Storm Track Analysis

In [136]:
#Define a function that stacks tracks
def stack_tracks(Dir):
    track_files = glob.glob(os.path.join(Dir, 'tint_tracks_????_??_??_??-????_??_??_??.pkl'))
    track_files.sort()
    df = pd.read_pickle(track_files[0])
    n_uid=np.array(df.index.get_level_values('uid')).astype('i')
    n_scan =np.array(df.index.get_level_values('scan'))
    df.index = pd.MultiIndex.from_tuples(list(zip(n_scan, n_uid)), names=('scan','uid'))
    #
    scan_last, uid_last = df.index[-1]
    for tf in track_files[1:]:
        tmp_df = pd.read_pickle(tf)
        if len(tmp_df):
            n_uid=np.array(tmp_df.index.get_level_values('uid')).astype('i')+1+int(uid_last)
            n_scan =np.array(tmp_df.index.get_level_values('scan'))+1+scan_last
            tmp_df.index = pd.MultiIndex.from_tuples(list(zip(n_scan, n_uid)), names=('scan','uid'))
            df = pd.concat([df, tmp_df])
            scan_last, uid_last = df.index[-1]
        #break
    df.time = df.time.dt.round('10min')
    return df
#df1 = stack_tracks(CPOL_trackdir)
In [137]:
#Stack the dataframes
try:
    CPOL_total = pd.read_pickle(Cpol_tF)
except Exception:
    #pass
    CPOL_total = stack_tracks(CPOL_trackdir)
    CPOL_total.to_pickle(Cpol_tF)
In [138]:
CPOL_total['month'] = pd.DatetimeIndex(CPOL_total.time.values).month.values
CPOL_total['year'] = pd.DatetimeIndex(CPOL_total.time.values).year.values
CPOL_total = CPOL_total.loc[CPOL_total['month'] == 11]

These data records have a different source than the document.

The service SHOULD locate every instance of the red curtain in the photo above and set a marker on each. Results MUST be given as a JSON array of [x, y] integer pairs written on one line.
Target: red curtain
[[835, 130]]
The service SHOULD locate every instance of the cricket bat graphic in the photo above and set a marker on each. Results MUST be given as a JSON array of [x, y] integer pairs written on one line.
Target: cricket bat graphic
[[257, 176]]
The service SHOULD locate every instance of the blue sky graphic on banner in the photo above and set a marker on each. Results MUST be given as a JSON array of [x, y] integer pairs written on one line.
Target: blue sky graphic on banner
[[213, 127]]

#CPOL_total = CPOL_total.loc[CPOL_total['year'] == 2006]
#Get the tracks in target regime 
idx=popeR[CPOL_total.time.values].values
CPOL_total['Regime'] = idx
CPOL_total = CPOL_total.loc[CPOL_total.Regime == target_regime]
In [139]:
CPOL_t.dataset['total'] = CPOL_total
#CPOL_t.dataset['total'] = CPOL_total.loc[CPOL_total.Regime == target_regime]
In [140]:
#Now get the mean tracking information for those tracks
OBS.dataset['total']=get_mean(CPOL_total)

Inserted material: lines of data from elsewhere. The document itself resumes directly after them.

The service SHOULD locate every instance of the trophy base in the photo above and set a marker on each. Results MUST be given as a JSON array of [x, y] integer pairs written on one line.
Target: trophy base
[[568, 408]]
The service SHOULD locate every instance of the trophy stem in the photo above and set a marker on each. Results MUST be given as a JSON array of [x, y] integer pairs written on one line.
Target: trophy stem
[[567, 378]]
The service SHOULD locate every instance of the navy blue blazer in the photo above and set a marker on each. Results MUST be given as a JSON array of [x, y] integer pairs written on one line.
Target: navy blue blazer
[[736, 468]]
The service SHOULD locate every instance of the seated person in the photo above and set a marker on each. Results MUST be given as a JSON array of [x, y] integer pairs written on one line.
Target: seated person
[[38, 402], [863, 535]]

p1 = np.percentile(CPOL_t.dataset['total']['mean'],P)
p2 = np.percentile(CPOL_t.dataset['total']['max'],P)
CPOL_t.percentiles['total'] = dict(mean=p1, max=p2)
OBS.num['total'] = len(OBS.dataset['total'])
In [141]:
keys=['obs']
obs_idx = OBS.dataset['obs'].to_dataframe().index
for i in range(20):
    tmp = OBS.dataset['total'].to_dataframe().sample(len(obs_idx))
    tmp.index = obs_idx
    OBS.dataset['m%02i'%i] = xr.Dataset(tmp)
    keys.append('m%02i'%i)

The tracking algorithm is a fork of the Tint (Tint is not Titan) tracking algorithm (http://openradarscience.org/TINT/). The framework has been modified that it can be also applied to model output data that is not not stored in Py-ART radar data container.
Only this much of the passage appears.